Auszeichnung Kategorie Pflegende Angehörige und Betreuung daheim 2026
Unermüdlicher Einsatz
VN/Katja Grundner • 12. Mai 2026
„Sie ist 19 Jahre alt, aber auf dem Stand eines mehrere Monate alten Babys“, beschreibt Hale Hämmerle den Zustand ihrer stark beeinträchtigten Tochter Selina (19). Der hohe und ständige Pflegeaufwand ist sehr belastend, aber die 45-Jährige legt alles daran, ihrem Kind viel Liebe und Freude zu schenken.

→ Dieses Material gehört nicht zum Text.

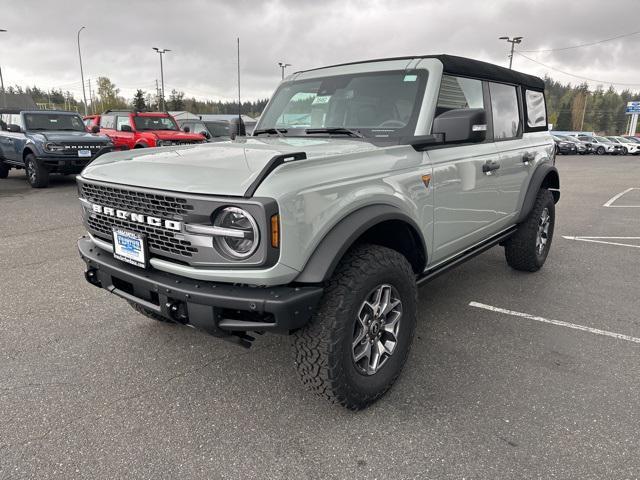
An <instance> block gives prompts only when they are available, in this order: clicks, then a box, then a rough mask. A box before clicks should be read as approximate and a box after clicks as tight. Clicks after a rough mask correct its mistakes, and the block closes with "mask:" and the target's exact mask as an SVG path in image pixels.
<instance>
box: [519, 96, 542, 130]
mask: <svg viewBox="0 0 640 480" xmlns="http://www.w3.org/2000/svg"><path fill="white" fill-rule="evenodd" d="M524 96H525V102H526V104H527V126H529V127H531V128H536V127H546V126H547V112H546V110H545V108H544V93H542V92H536V91H534V90H526V91H525V94H524Z"/></svg>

Selina ist vollkommen auf ihre Mutter angewiesen. Sie hat Pflegestufe sieben und kann weder sprechen noch gehen oder selbstständig essen. „An ihrem Schreien erkenne ich, ob sie Hunger hat, Schmerzen verspürt oder einfach nur schlecht gelaunt ist“, erzählt Hale. Ihre Tochter wird im Abstand von zwei Stunden mit pürierter Nahrung gefüttert und gewickelt werden muss sie alle drei bis vier Stunden.
An schlechten Tagen braucht sie viel Beschäftigung und Nähe, wodurch Hale kaum Zeit für andere Aufgaben wie die Hausarbeit bleibt. Hin und wieder gibt es auch unruhige Nächte, nach denen beide mit nur zwei oder drei Stunden Schlaf zur Arbeit beziehungsweise zur Lebenshilfe gehen. „Doch abgesehen von solchen Phasen ist sie sehr unkompliziert“, sagt ihre Mutter.
Einen Tag nach Selinas Geburt wurde bei ihr das Down-Syndrom festgestellt. Rund ein Jahr später kam eine Epilepsiediagnose hinzu. „Am Tag hatte sie
teilweise bis zu 35 Anfälle“, erinnert sich Hale. Mit der Zeit brachte man die Epilepsie in den Griff, doch in den vergangenen Jahren kamen eine starke
Skoliose (eine Verkrümmung der Wirbelsäule) und Endometriose (eine Unterleibserkrankung) hinzu.
„Ich muss einfach“
Hale ist seit einigen Jahren alleinerziehend und arbeitet Teilzeit. Viermal pro Woche ist die Ordinationsassistentin bis zum Nachmittag im Dienst und übernimmt Selina danach sofort von der Lebenshilfe. Zeit für sich selbst bleibt ihr nur selten. Jedes zweite Wochenende ist Selina bei ihrem Vater, und auch Hales 26-jähriger Sohn sowie eine Freundin passen hin und wieder auf ihre Tochter auf. Doch oft erledigt die zweifache Mutter in dieser „freien Zeit“ in Ruhe die Hausarbeit, den Einkauf oder Behördengänge.
„Das Herausforderndste ist, sich selbst nicht zu verlieren und seine Ziele trotzdem zu verfolgen“, sagt die Lauteracherin. Ein großer Wunsch von ihr wäre es, eine ein- bis zweiwöchige Reise am Stück zu machen. Doch erstens gibt sie Selina über Nacht nur in die Obhut von Menschen, die sie gut kennt, um sicher zu sein, dass sie gut behandelt wird. Und zweitens bittet sie ungern um Hilfe oder um einen Gefallen. „Schlussendlich brauche ich nicht viel – manchmal ein Spaziergang oder ein Kaffeetrinken mit Freunden gibt mir schon viel.“
Auch wenn Hale durch die Pflege täglich erschöpft ist, findet sie dennoch Kraft, um anderen Eltern mit beeinträchtigten Kindern zu helfen, zum Beispiel beim Ausfüllen von Anträgen, bei Telefonaten und mit Informationen. Woher sie die viele Energie nimmt, weiß sie selbst nicht. „Ich bin es nicht anders gewohnt. Ich muss einfach.“ Hin und wieder weint sie aus Erschöpfung. Doch dann sieht sie das Lächeln ihrer Tochter und weiß, warum sie all das auf sich nimmt.